November 19, 2015 / 5:05 AM / in 2 years

Slow U.S. tuition growth is 'new normal' for higher ed - Moody's

2 Min Read

Nov 18 (Reuters) - U.S. universities and colleges should expect to see sluggish tuition growth next year, according to a report released Thursday by Moody's Investors Service.

Higher education institutions suffered the weakest tuition growth in the history of Moody's survey last year. Such sluggishness "appears to be the 'new normal,'" reported Moody's, which is predicting another year of tuition revenue growth near levels of inflation, approximately 2 percent.

That is a significant departure from the booming years of 2005 to 2013, when schools saw net tuition grow by more than 5 percent annually.

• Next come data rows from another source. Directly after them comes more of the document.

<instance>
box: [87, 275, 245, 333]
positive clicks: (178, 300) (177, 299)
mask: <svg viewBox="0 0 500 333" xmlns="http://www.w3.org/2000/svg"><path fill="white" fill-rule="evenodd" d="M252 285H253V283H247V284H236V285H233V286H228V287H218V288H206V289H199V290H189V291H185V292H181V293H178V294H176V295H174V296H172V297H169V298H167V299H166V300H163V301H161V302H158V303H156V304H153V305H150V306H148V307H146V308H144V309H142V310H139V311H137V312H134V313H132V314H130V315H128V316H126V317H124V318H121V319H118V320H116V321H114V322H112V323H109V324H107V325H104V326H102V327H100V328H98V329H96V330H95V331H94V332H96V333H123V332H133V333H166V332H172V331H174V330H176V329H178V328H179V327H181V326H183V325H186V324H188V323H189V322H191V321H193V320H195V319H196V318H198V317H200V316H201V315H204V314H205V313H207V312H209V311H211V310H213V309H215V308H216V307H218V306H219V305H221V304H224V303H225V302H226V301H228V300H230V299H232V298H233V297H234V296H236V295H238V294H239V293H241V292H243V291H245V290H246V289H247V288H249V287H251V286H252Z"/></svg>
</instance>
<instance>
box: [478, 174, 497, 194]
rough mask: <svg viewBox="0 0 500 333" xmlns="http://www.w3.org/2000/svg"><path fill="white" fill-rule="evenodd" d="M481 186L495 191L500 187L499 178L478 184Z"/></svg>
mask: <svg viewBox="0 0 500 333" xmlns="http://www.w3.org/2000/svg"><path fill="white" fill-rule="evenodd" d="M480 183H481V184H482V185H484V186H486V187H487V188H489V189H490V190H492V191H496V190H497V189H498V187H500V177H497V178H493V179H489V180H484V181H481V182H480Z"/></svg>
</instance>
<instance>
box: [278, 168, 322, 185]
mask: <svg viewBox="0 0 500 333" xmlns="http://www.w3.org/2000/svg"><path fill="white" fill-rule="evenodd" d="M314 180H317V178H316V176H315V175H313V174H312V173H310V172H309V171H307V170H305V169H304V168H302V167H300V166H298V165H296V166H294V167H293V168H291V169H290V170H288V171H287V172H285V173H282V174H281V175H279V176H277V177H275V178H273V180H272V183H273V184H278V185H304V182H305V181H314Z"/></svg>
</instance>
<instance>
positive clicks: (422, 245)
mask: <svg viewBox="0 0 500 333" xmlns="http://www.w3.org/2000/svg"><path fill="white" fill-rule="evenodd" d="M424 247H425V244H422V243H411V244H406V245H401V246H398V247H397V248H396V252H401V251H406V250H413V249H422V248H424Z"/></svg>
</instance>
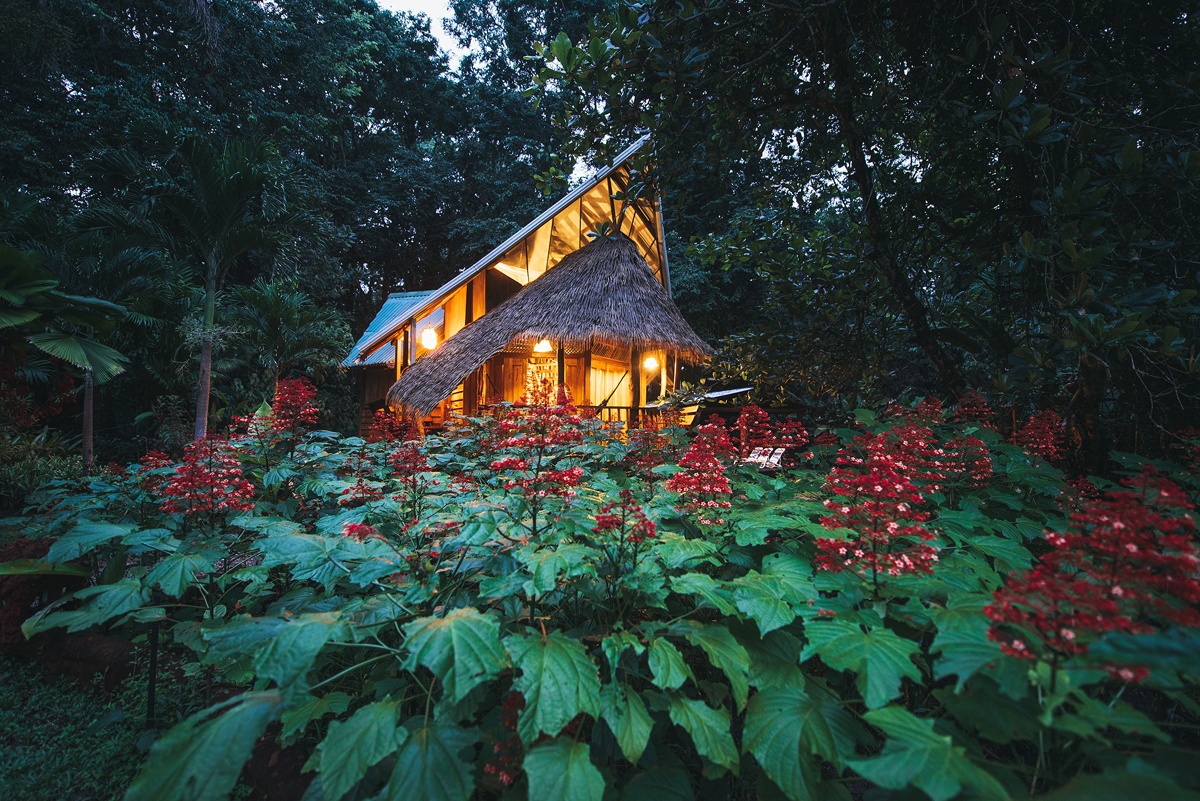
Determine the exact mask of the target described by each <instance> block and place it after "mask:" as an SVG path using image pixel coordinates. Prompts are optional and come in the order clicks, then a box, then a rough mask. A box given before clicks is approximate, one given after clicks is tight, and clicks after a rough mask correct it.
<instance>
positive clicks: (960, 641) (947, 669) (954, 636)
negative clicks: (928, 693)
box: [930, 596, 1007, 691]
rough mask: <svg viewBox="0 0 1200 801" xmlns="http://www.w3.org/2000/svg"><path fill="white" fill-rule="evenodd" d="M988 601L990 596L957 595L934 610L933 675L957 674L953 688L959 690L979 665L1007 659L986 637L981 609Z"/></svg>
mask: <svg viewBox="0 0 1200 801" xmlns="http://www.w3.org/2000/svg"><path fill="white" fill-rule="evenodd" d="M990 601H991V598H990V597H977V596H974V597H972V596H967V597H965V598H964V597H962V596H956V597H954V598H952V600H950V602H949V604H947V607H946V608H944V609H937V610H935V612H934V622H935V624H936V625H937V637H935V638H934V645H932V646H931V648H930V651H932V652H934V654H941V657H940V658H937V660H936V661H935V662H934V677H935V679H938V680H941V679H944V677H947V676H958V682H956V683H955V686H954V688H955V691H961V689H962V686H964V685H965V683H966V681H967V679H970V677H971V676H972V675H974V674H976V673H977V671H978V670H979V669H980V668H983V667H985V666H988V664H990V663H992V662H996V661H1000V660H1003V658H1007V657H1004V655H1003V654H1002V652H1001V650H1000V646H998V645H996V643H994V642H992V640H990V639H988V626H989V621H988V618H986V616H984V614H983V608H984V606H986V604H988V603H989V602H990Z"/></svg>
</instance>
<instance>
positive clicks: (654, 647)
mask: <svg viewBox="0 0 1200 801" xmlns="http://www.w3.org/2000/svg"><path fill="white" fill-rule="evenodd" d="M649 662H650V675H652V676H653V681H654V686H655V687H660V688H661V689H678V688H679V687H682V686H683V682H685V681H688V679H691V677H692V675H691V668H689V667H688V663H686V662H684V661H683V654H680V652H679V649H677V648H676V646H674V645H673V644H672V643H671V640H667V639H664V638H661V637H656V638H654V639H652V640H650V657H649Z"/></svg>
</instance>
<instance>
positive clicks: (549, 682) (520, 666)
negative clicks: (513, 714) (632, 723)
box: [504, 631, 600, 743]
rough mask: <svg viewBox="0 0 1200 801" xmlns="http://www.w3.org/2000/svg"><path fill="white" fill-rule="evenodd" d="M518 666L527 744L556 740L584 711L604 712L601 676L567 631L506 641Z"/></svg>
mask: <svg viewBox="0 0 1200 801" xmlns="http://www.w3.org/2000/svg"><path fill="white" fill-rule="evenodd" d="M504 645H505V648H508V650H509V655H510V656H511V657H512V663H514V664H515V666H516V667H518V668H520V669H521V675H520V676H518V677H517V680H516V681H515V682H514V687H515V688H516V689H517V692H520V693H521V694H522V695H524V699H526V707H524V710H523V711H522V712H521V717H520V719H518V721H517V733H518V734H520V735H521V740H522V741H523V742H526V743H530V742H533V741H534V740H536V739H538V737H539V736H540V735H542V734H547V735H550V736H556V735H557V734H558V733H559V731H562V730H563V727H565V725H566V724H568V723H570V722H571V721H572V719H574V718H575V716H577V715H578V713H580V712H587V713H588V715H592V716H593V717H595V716H596V715H599V712H600V673H599V670H598V669H596V666H595V663H594V662H593V661H592V660H590V658H589V657H588V652H587V651H586V650H584V648H583V645H581V644H580V643H578V642H576V640H572V639H569V638H568V637H565V636H564V634H563V633H562V632H557V631H556V632H551V633H550V634H548V636H545V637H544V636H541V634H511V636H509V637H508V638H505V640H504Z"/></svg>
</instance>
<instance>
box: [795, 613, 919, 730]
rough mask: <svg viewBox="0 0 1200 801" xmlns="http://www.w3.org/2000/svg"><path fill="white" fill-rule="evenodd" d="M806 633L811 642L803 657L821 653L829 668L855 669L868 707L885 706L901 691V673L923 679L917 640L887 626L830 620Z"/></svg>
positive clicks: (863, 696)
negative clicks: (919, 661)
mask: <svg viewBox="0 0 1200 801" xmlns="http://www.w3.org/2000/svg"><path fill="white" fill-rule="evenodd" d="M805 634H808V637H809V644H808V646H805V649H804V652H803V654H802V655H800V658H802V660H808V658H810V657H812V656H820V657H821V660H822V661H823V662H824V663H826V664H828V666H829V667H830V668H834V669H836V670H853V671H854V673H856V674H858V675H857V679H856V683H857V685H858V691H859V692H860V693H862V694H863V699H864V700H865V701H866V706H868V709H877V707H880V706H883V705H884V704H887V703H888V701H889V700H892V699H893V698H895V697H896V695H899V694H900V679H901V677H902V676H908V677H910V679H912V680H914V681H920V670H918V669H917V666H916V664H913V662H912V656H913V655H914V654H917V651H918V646H917V644H916V643H913V642H910V640H906V639H901V638H900V637H896V634H895V633H894V632H892V631H889V630H887V628H876V630H870V631H863V628H862V627H860V626H859V625H858V624H856V622H851V621H846V620H828V621H817V622H814V624H810V625H809V626H808V628H805Z"/></svg>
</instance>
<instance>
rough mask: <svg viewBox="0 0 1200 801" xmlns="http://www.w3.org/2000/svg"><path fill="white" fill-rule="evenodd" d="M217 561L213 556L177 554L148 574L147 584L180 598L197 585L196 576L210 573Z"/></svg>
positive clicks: (167, 559) (162, 563) (189, 554)
mask: <svg viewBox="0 0 1200 801" xmlns="http://www.w3.org/2000/svg"><path fill="white" fill-rule="evenodd" d="M215 561H216V560H215V559H212V558H211V556H204V555H202V554H182V553H179V552H176V553H173V554H170V555H169V556H167V558H166V559H163V560H162V561H161V562H158V564H157V565H155V566H154V570H151V571H150V573H149V574H146V584H149V585H150V586H160V588H162V591H163V592H166V594H167V595H169V596H170V597H173V598H178V597H180V596H181V595H184V592H186V591H187V588H190V586H191V585H192V584H194V583H196V574H197V573H208V572H210V571H211V570H212V565H214V564H215Z"/></svg>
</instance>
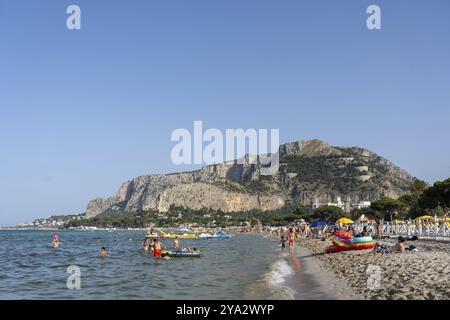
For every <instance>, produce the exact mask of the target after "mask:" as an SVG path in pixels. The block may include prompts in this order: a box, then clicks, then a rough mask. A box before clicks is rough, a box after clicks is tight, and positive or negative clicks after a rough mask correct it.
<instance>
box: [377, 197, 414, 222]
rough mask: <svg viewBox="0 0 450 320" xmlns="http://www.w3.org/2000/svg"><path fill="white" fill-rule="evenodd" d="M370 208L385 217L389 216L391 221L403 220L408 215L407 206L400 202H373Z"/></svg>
mask: <svg viewBox="0 0 450 320" xmlns="http://www.w3.org/2000/svg"><path fill="white" fill-rule="evenodd" d="M370 208H371V209H373V210H375V211H379V212H382V213H384V217H385V218H386V217H387V216H389V218H390V221H392V220H393V218H402V217H404V216H405V214H406V213H407V209H408V207H407V205H406V204H405V203H403V202H402V201H400V200H396V199H390V198H384V199H380V200H377V201H374V202H372V204H371V205H370Z"/></svg>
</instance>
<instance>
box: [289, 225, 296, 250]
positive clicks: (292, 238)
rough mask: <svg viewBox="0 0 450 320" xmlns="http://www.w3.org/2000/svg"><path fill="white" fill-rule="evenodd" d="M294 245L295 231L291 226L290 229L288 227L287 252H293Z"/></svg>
mask: <svg viewBox="0 0 450 320" xmlns="http://www.w3.org/2000/svg"><path fill="white" fill-rule="evenodd" d="M294 247H295V232H294V230H293V229H292V228H291V229H289V252H290V253H291V254H293V253H294Z"/></svg>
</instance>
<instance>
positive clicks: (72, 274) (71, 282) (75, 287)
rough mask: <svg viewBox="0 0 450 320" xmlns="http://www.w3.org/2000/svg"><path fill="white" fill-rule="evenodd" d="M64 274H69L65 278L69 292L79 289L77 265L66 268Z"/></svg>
mask: <svg viewBox="0 0 450 320" xmlns="http://www.w3.org/2000/svg"><path fill="white" fill-rule="evenodd" d="M66 272H67V273H68V274H70V276H68V277H67V281H66V286H67V289H69V290H74V289H77V290H78V289H81V269H80V267H79V266H77V265H71V266H68V267H67V270H66Z"/></svg>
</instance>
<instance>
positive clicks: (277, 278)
mask: <svg viewBox="0 0 450 320" xmlns="http://www.w3.org/2000/svg"><path fill="white" fill-rule="evenodd" d="M293 273H294V270H292V268H291V266H289V264H288V263H287V262H286V260H277V261H276V262H275V263H274V264H273V265H272V270H271V271H270V273H269V275H268V281H269V284H275V285H279V284H281V283H283V282H285V280H286V279H285V278H286V277H287V276H290V275H292V274H293Z"/></svg>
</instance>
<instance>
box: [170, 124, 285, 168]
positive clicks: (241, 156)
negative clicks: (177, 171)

Almost two-thirds of public universities will see tuition growth under 3 percent, in part because of state-imposed limits to keep tuition low and student enrollments that are either flat or declining.

Among private universities, 44 percent are now discounting tuition, meaning they are slashing their price tags by more than half. Private colleges with only a regional draw, as opposed to national recognition, will enjoy the least pricing power.

There is an increasing divide between schools with national brands and a strong student pipelines and those without. Law schools and other universities that cater to niche markets are most exposed to volatile swings in revenue, Moody's noted.

Regional distinctions persist as well. Around the country, schools in the south and the west are projected to have stronger net tuition revenue growth. The Northeast and Midwest will experience more pressure. Overall, 40 percent of universities saw lower enrollments this fall than five years ago.

To ease the fiscal stress, many schools have turned to recruiting international students that can pay full tuition.

"This growth helps buffer demographic challenges, particularly in the Midwest and Northeast," Moody's reported. But "it is not a panacea given the relatively small portion of total enrollment and increasing competition for these students."